Медленно Деев переводит взгляд на то место, где стоял Буре-бек.

Того уже нет — ушел.

* * *

Убьют или нет? Деев думал об этом всю ночь, сидя на ступенях подвала.

Хотел бы бек — пристрелил бы вместе с собакой. Да и тратить на пленника еду-питье не стал бы. И старуху — служанку? кормилицу? мать? — гонять не стал бы. И охранника к двери приставлять.

Значит, нужен ему Деев для чего-то. А для чего? Заложник из него никудышный — не стоит Деева жизнь ни гроша. Вся его сила и ценность — револьвер и мандат — из кармана вытащены. Властью не облечен. Знаниями ценными не обладает. Покровителей не имеет. Ноль Деев, пустышка без веса.

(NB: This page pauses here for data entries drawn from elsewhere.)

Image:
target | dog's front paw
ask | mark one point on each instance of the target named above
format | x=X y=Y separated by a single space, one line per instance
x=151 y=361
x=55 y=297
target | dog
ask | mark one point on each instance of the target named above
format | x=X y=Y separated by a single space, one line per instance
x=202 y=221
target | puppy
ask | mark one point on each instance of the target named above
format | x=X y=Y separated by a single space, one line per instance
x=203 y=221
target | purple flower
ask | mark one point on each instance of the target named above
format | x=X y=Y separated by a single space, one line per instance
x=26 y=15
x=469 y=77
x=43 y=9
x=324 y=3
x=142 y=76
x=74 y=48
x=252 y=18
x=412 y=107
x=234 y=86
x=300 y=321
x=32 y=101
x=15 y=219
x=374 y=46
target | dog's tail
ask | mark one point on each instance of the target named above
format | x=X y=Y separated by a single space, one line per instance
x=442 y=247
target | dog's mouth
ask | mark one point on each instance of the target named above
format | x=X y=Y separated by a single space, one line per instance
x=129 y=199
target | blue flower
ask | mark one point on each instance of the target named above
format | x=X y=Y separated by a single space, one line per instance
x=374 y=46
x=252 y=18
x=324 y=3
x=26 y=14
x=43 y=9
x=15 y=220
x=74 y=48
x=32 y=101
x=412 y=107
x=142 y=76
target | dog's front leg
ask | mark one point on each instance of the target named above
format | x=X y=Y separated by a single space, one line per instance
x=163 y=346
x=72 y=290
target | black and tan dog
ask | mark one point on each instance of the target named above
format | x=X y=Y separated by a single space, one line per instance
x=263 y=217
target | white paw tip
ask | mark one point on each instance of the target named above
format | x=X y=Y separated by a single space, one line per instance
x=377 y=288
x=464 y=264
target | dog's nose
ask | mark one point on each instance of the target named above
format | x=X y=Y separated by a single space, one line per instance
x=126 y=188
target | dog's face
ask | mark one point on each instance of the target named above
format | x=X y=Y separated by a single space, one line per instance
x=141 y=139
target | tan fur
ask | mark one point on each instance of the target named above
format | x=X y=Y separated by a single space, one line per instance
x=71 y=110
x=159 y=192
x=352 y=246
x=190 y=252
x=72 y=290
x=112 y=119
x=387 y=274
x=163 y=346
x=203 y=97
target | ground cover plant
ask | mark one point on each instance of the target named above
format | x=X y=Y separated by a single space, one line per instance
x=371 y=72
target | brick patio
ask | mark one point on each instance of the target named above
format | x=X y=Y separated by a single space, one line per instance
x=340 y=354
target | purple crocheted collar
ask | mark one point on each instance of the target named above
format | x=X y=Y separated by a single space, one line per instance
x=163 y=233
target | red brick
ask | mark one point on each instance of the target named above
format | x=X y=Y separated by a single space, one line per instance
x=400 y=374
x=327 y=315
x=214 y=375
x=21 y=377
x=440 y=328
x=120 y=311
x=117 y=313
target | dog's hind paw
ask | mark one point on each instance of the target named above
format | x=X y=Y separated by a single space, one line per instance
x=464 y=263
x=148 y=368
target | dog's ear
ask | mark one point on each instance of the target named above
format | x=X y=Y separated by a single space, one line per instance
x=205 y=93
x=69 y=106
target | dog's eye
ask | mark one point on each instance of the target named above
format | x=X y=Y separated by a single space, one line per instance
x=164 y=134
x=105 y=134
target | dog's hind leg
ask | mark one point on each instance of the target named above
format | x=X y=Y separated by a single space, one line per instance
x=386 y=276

Почему же вчера бек не дал сотоварищам поглумиться над ним? Сам кости в Деева швырял — соратникам своим не разрешил. Сам пса убил, головы на подносах приказал вынести — а про Деева словно позабыл? Значит, нужен беку Деев — хоть и не понимает он в здешних языках ни бельмеса, хоть и слабый после пустыни, еле ногами перебирает — а нужен очень. Так нужен, что кормит его старуха крепким бульоном с мясом и густой крупой.

Нет, не убьют.

Вчерашний пес, должно быть, тоже так думал, когда баранину духмяную жрал…

Утром пришли те самые, в лисьих шапках. Долго трындели и сердились, поводя ружьями, пока Деев не сообразил: требуют на выход, и вместе с мальчишкой. Нащупал в темноте мелкое тельце, горячее уже который день, и понес на улицу.

Да, это был Загрейка. Но не тот, почти родной уже Загрейка, кого Деев знал и укачивал по ночам, а уродливый слепок со знакомого тела: шея вздута и пошла багровыми пятнами; руки-ноги, наоборот, отощали так, что впору за лежачего принять. Но главное — лицо. Не лицо, а яйцо всмятку: нос, губы, брови — все пучится, оплывает лиловым тестом, а вместо глаз — шматы сохлой крови.

Кто тебя так, мальчик?

Потому и бьешься в лихорадке столько дней, что организм твой крошечный с увечьем справиться не может. И нужен тебе не темный подвал и не бабкин черный отвар, а фельдшер Буг, самый настоящий и самый лучший из всех докторов, с самым большим на свете сердцем.

Деев нес искалеченное дитя и чувствовал, как горячими волнами поднимается в нем гнев. И бессилие: ни узнать виновника, ни наказать — невозможно. Смотрел угрюмо на конвойных: уж не вы ли постарались? Не ваши сотоварищи? Те и сами косились настороженно, озадаченные видом ребенка, которого будто с поля боя принесли.

Посадили Деева на арбу, с мальчиком в руках. Оглянуться не успел — получил мешок на голову, да еще и веревку поверх мешка, чтобы ветром не сдуло.